Michel P L, Mandagout O, Vahanian A, Cormier B, Iung B, Luxereau P, Acar J
Cardiology Department, Hôpital Tenon, Paris, France.
Acta Cardiol. 1992;47(2):145-56.
In order to evaluate the effect of aortic valve replacement on the incidence of ventricular arrhythmias in patients with aortic valve disease, 24-hour ambulatory electrocardiographic recordings were obtained before surgery in 96 patients without coronary artery disease (aortic stenosis n = 50, combined aortic stenosis and regurgitation n = 19 and aortic regurgitation n = 27). Following aortic valve replacement, repeat recordings were obtained after 13 +/- 4 days and 18 +/- 7 months. Ventricular arrhythmias were in all cases classified according to Lown and were compared with clinical, echocardiographic and hemodynamic data. Preoperatively, ventricular premature beats were observed in 85 patients (89%) and were frequent (greater than 30 ventricular premature beats/hour) in 20 (21%). Multiformity was found in 27 (28%), couplets in 18 (19%) and ventricular tachycardia in 11 (11.5%). The occurrence of ventricular arrhythmias was not related to the type or severity of valve lesions. Patients with severe ventricular arrhythmias (Lown class 3 or 4: 37%) had a greater thickness of their interventricular septum 13.9 +/- 2.5 mm, vs 11.7 +/- 2.6 (p less than 0.05); a higher LV mass 176 +/- 34 g/m2, vs 134 +/- 39 (p less than 0.05) and a lower left ventricular ejection fraction 47 +/- 12%, vs 57 +/- 11, (p less than 0.01). Two weeks postoperatively, the incidence and severity of ventricular arrhythmias had increased: ventricular premature beats were noted in 92% and were severe in 50%. No correlation was found between ventricular arrhythmias and preoperative or operative data. Eighteen months after surgery, ventricular premature beats were still observed in 81% of patients but remained frequent in 7% only. Severe ventricular arrhythmias were noted in 27%. Patients with severe ventricular arrhythmias had at the time of this late recording a lower radionuclide left ventricular ejection fraction 57 +/- 14%, vs 73 +/- 9 (p less than 0.02) and a higher enddiastolic diameter 63 +/- 15 mm, vs 48 +/- 7, (p less than 0.01). This study indicates that ventricular arrhythmias are common in patients with aortic valve disease. The severity of arrhythmias is influenced by the LV consequences of valve lesion both pre- and late postoperatively. The frequency and severity of ventricular arrhythmias increase early after surgery and do not correlate with preoperative or operative data.

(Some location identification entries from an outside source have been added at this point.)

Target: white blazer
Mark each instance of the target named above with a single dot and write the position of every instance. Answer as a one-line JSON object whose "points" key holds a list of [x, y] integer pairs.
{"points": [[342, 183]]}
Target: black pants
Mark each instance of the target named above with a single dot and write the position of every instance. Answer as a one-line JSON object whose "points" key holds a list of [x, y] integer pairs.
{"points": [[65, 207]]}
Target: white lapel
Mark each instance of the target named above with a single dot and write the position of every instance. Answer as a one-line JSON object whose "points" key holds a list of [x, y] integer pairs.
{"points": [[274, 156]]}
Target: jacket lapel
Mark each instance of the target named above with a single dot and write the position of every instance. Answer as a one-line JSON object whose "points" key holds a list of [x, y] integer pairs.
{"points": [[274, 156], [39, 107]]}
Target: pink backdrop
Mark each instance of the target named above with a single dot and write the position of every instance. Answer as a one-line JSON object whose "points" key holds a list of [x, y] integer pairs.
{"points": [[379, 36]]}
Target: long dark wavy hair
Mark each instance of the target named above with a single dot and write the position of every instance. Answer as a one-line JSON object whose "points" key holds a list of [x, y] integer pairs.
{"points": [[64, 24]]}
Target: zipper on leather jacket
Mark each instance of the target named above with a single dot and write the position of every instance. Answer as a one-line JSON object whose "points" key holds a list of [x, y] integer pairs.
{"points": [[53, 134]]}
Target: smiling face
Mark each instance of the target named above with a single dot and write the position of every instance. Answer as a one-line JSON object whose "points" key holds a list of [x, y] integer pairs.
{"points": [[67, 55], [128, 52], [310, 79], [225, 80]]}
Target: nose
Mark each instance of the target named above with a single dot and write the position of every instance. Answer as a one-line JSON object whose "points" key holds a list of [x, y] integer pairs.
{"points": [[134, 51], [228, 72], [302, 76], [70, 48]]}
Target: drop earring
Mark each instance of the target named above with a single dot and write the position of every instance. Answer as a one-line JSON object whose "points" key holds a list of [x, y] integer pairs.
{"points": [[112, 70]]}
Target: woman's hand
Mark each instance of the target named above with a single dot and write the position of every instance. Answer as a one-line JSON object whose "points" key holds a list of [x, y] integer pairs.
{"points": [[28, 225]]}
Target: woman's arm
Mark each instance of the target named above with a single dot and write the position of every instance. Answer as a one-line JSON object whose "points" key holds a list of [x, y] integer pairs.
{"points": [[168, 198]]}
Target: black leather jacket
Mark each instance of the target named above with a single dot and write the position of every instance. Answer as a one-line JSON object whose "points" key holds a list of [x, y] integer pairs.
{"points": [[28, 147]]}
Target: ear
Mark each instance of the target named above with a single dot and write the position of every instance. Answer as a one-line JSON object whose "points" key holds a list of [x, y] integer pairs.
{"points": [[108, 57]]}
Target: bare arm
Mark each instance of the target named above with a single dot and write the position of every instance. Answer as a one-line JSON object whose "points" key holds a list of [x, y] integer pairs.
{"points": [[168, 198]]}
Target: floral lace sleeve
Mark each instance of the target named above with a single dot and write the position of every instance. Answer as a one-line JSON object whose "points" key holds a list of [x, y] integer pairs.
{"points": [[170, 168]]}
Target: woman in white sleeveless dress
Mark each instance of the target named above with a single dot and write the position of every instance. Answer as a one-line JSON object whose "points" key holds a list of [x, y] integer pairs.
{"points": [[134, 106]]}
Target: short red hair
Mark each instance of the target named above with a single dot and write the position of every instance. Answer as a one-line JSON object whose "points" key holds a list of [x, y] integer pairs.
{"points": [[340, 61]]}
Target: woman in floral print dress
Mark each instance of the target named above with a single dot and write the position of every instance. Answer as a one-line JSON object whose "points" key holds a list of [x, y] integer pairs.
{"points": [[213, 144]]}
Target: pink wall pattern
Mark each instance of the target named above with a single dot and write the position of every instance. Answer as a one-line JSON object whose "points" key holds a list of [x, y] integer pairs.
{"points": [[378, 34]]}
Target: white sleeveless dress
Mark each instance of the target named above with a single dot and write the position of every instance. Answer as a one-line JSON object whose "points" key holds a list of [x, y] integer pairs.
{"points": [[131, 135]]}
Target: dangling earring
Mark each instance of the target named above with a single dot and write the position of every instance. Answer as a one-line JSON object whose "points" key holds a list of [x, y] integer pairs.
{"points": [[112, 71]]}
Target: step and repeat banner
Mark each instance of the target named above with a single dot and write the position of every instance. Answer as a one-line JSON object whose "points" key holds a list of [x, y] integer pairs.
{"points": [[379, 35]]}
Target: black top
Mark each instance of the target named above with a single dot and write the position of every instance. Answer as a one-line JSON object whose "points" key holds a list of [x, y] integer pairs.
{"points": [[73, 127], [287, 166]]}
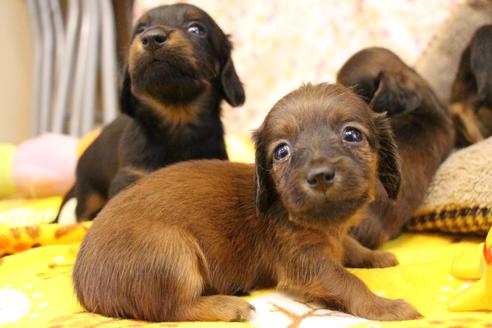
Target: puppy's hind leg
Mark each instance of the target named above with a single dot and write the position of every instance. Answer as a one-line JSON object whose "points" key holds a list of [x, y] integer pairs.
{"points": [[216, 308], [198, 307], [358, 256]]}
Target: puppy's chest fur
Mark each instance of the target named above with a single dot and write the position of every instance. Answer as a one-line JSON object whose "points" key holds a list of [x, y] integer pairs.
{"points": [[151, 145]]}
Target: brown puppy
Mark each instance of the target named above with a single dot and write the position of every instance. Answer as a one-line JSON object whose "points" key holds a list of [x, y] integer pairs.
{"points": [[179, 71], [172, 246], [471, 93], [423, 132]]}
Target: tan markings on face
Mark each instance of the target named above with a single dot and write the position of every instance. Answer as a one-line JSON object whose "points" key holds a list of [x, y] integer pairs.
{"points": [[192, 14], [179, 42], [136, 51]]}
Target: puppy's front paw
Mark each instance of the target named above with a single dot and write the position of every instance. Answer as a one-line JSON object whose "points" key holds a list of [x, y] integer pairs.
{"points": [[380, 259], [384, 309]]}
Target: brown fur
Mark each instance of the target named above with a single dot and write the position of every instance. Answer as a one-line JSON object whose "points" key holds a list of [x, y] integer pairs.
{"points": [[177, 244], [423, 132]]}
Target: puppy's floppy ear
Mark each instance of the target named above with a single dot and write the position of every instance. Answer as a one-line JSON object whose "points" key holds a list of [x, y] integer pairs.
{"points": [[388, 160], [232, 87], [395, 94], [128, 102], [265, 193]]}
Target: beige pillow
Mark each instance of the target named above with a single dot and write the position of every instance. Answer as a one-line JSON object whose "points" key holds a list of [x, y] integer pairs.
{"points": [[459, 199]]}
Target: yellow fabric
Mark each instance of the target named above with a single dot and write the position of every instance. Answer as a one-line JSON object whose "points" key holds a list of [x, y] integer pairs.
{"points": [[28, 212], [36, 289], [479, 295], [7, 186], [41, 277]]}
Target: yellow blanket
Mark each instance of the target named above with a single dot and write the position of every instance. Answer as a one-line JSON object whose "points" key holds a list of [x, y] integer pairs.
{"points": [[36, 290]]}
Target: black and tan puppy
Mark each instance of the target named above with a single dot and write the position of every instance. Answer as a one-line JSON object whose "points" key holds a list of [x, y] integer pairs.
{"points": [[423, 132], [179, 71], [471, 93], [174, 246]]}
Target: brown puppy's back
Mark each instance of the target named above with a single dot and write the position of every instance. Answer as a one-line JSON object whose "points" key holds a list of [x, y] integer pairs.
{"points": [[158, 233]]}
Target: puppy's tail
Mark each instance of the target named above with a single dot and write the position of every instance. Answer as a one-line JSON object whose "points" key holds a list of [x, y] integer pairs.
{"points": [[70, 194]]}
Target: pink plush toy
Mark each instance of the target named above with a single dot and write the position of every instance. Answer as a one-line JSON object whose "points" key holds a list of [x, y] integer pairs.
{"points": [[45, 165]]}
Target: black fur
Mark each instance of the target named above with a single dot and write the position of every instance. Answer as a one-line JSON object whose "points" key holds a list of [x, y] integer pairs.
{"points": [[190, 72]]}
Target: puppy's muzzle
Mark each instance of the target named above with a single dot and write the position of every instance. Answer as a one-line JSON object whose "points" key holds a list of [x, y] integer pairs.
{"points": [[320, 177], [153, 38]]}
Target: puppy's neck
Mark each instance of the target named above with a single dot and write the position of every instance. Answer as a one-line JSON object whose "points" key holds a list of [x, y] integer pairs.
{"points": [[158, 116]]}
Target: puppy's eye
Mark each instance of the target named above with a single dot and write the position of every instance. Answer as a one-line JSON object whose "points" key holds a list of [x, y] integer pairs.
{"points": [[196, 28], [282, 152], [139, 29], [351, 134]]}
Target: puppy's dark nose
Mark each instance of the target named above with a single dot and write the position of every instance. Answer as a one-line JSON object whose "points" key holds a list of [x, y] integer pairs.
{"points": [[153, 39], [320, 178]]}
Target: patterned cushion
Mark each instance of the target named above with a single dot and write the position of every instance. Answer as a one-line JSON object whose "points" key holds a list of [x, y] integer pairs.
{"points": [[459, 199]]}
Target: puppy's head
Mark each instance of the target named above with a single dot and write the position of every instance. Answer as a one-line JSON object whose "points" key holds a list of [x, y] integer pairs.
{"points": [[383, 80], [176, 53], [319, 151], [481, 65]]}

为了评估主动脉瓣置换术对主动脉瓣疾病患者室性心律失常发生率的影响,对96例无冠状动脉疾病的患者(主动脉狭窄50例,主动脉狭窄合并反流19例,主动脉反流27例)在手术前进行了24小时动态心电图记录。主动脉瓣置换术后,分别于术后13±4天和18±7个月进行重复记录。所有病例的室性心律失常均根据洛恩标准进行分类,并与临床、超声心动图和血流动力学数据进行比较。术前,85例患者(89%)观察到室性早搏,其中20例(21%)频发(每小时室性早搏超过30次)。发现多形性室性早搏27例(28%),成对室性早搏18例(19%),室性心动过速11例(11.5%)。室性心律失常的发生与瓣膜病变的类型或严重程度无关。严重室性心律失常患者(洛恩3级或4级:37%)的室间隔厚度更大,为13.9±2.5mm,而对照组为11.7±2.6mm(p<0.05);左心室质量更高,为176±34g/m²,而对照组为134±39g/m²(p<0.05),左心室射血分数更低,为47±12%,而对照组为57±11%(p<0.01)。术后两周,室性心律失常的发生率和严重程度增加:92%的患者出现室性早搏,其中50%为严重室性早搏。未发现室性心律失常与术前或手术数据之间存在相关性。术后18个月,81%的患者仍观察到室性早搏,但仅7%的患者频发。27%的患者出现严重室性心律失常。在此次晚期记录时,严重室性心律失常患者的放射性核素左心室射血分数较低,为57±14%,而对照组为73±9%(p<0.02),舒张末期直径较高,为63±15mm,而对照组为48±7mm(p<0.01)。本研究表明,室性心律失常在主动脉瓣疾病患者中很常见。心律失常的严重程度在术前和术后晚期均受瓣膜病变对左心室影响的影响。室性心律失常的频率和严重程度在术后早期增加,且与术前或手术数据无关。